The only thing that I think is out of the ordinary is that a large patch of paint on one of the prop blades just flaked off and the edges feel like it is all going to come off.

I know it is a stretch but what about a prop with one blade so different than the others or if that is an indication that there is something more defective with the prop.
I can't find information about when the rpm limiter kicks in and/or if it set lower until the computer thinks break-in is over.

Not trying to be a jerk but I know to take it back to the dealer but they are almost 3 hours away, their suggestion was put another person in the boat and I am going on vacation in 3 days.

Also, I have a feeling everything is fine and this is supposed to happen if you push it during break-in but I followed the book and if I stay below 4500 rpm it runs like a dream.

Thanks for reading this and I am open to any thoughts,
FF


----------



## bowhunter426 (Oct 20, 2010)

I would recommend getting a vessel view mobile to monitor what fault it is getting. Sounds like you went into Guardian mode. Any merc dealer should be able to diagnose. Rev limiter will limit your rpm from increasing above the set limit. It will "bounce" off of it, not slow down.
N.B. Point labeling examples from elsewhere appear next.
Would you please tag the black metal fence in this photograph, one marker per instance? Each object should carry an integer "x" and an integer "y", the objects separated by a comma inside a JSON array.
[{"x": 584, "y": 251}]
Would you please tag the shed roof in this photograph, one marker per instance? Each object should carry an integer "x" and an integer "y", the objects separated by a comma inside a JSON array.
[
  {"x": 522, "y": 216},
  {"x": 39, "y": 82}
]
Here is a list of Guardian mode types

https://www.perfprotech.com/blog/ma...craft-and-guardian-system-warning-horn-alarms


----------



## Walley Gordo (Jan 21, 2005)

I just broke in 2 Suzuki motors this weekend. In my owners manual it says to not go over 3000 rpms going up and down for the first 2 hours. The 3rd hour up to 4000 rpms. The next 7 hrs. do what you want just don't have it in full throttle for more than 5 mins at a time.


----------



## bowhunter426 (Oct 20, 2010)

Walley Gordo said:


> I just broke in 2 Suzuki motors this weekend. In my owners manual it says to not go over 3000 rpms going up and down for the first 2 hours. The 3rd hour up to 4000 rpms. The next 7 hrs. do what you want just don't have it in full throttle for more than 5 mins at a time.


Mercury has a different procedure


----------



## kroppe (May 7, 2000)

fishnfever, this is a 2020 boat and motor and you have had it a short time, correct? What was your previous boat and how does the motor-hull setup compare? What is the trim configuration when the motor performs unacceptably?
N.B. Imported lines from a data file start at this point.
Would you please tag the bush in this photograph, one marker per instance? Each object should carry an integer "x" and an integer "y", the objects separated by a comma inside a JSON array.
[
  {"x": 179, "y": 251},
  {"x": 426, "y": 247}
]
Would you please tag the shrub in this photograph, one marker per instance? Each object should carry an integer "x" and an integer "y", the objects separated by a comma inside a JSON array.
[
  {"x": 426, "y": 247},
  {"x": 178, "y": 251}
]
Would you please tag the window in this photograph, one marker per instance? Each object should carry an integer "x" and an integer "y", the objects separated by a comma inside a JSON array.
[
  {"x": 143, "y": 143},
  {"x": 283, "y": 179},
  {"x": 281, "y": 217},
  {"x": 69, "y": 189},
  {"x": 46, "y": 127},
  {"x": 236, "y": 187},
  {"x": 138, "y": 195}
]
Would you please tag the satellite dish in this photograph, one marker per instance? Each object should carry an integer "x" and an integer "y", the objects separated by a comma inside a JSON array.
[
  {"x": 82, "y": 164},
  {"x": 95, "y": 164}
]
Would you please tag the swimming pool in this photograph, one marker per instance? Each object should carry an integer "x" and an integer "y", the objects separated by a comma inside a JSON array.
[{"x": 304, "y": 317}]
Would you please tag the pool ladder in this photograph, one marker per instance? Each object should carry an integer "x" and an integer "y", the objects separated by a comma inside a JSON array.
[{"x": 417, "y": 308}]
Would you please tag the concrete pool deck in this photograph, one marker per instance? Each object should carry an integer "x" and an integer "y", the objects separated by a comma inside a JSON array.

Paint has no effect on a propeller in all normal situations. Your situation seems normal.


----------



## fishinfever (Feb 14, 2005)

Thank you all for taking the time to help me.



bowhunter426 said:


> I would recommend getting a vessel view mobile to monitor what fault it is getting. Sounds like you went into Guardian mode. Any merc dealer should be able to diagnose. Rev limiter will limit your rpm from increasing above the set limit. It will "bounce" off of it, not slow down.
> 
> Here is a list of Guardian mode types
> 
> https://www.perfprotech.com/blog/ma...craft-and-guardian-system-warning-horn-alarms


This is very good information, thanks.

I think it is possible that a sensor is bad or a control module needs to be updated (reprogrammed).
I just realized that in the video I cut the throttle as soon as I hear the alarm but when I first encountered this I didn't respond as quickly and the rpms seemed to drop then come right back up and repeat that until I cut the throttle back. Is that what you mean by bouncing?

Thanks, FF


----------



## piketroller (Oct 24, 2016)

The video shows the boat slowing significantly after running a bit at each speed test point, so it’s not clear this issue is limited to only 4500 RPM. At higher speeds the boat is also plowing very badly, so it doesn’t look like the trim is working properly either.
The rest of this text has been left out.